In the summer after Luke’s death he had walked to the shore of a certain high lake and sat on the rocks for a long time, watching the cattails trembling and the clouds pressing as tightly upon the mountains as hands smothering someone’s face; and the water altered from ultramarine to turquoise to milky grey as he sat there with the tears coming so easily and silently that he felt healthy while the wind carried off his tears as quickly as they appeared; and he sat in a kind of ease, listening to a bluejay, waiting for the tears to cease, so that he could return into the sight of others without embarrassment. On the far side of the lake rose a saddle between snowy mountains, too far and high for him to aspire to, although perhaps Luke could have reached it. At last a cold wind arose from the lake, and overcame his remaining tears; as he sat shivering, he couldn’t help but wonder how the smallest birds stayed warm. Sometimes in his boyhood he used to see frozen sparrows in January; how did the others get through to summer? That might be one more thing which he used to know. His teeth chattered. A robin darted on the gravel beach, seeming to play with the waves, chasing them out and flying back when they came in. He felt chilled now, so chilled! Then he began to get dizzy. He sat for a long time, until the sun returned, and the wet rock took on color.

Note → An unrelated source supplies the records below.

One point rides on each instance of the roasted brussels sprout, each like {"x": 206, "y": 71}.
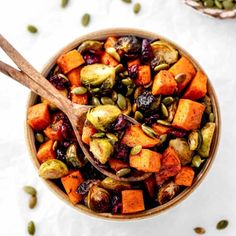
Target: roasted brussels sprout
{"x": 102, "y": 117}
{"x": 99, "y": 199}
{"x": 101, "y": 149}
{"x": 182, "y": 148}
{"x": 167, "y": 192}
{"x": 164, "y": 52}
{"x": 99, "y": 79}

Stephanie, greyhaired and crushed, still worked (and kept an ageing quarter horse); once or twice a year he phoned her and they spoke of Luke, not for more than twenty minutes. What Luke had left in her heart was, of course, the couple’s secret.

It was the anniversary of Luke’s death. He telephoned her. She asked how he was. — No complaints, he said. What about you?

She was in debt. Luke’s estate resisted liquidation; it tired her so; she didn’t know how to go forward. — To this he didn’t know what to say.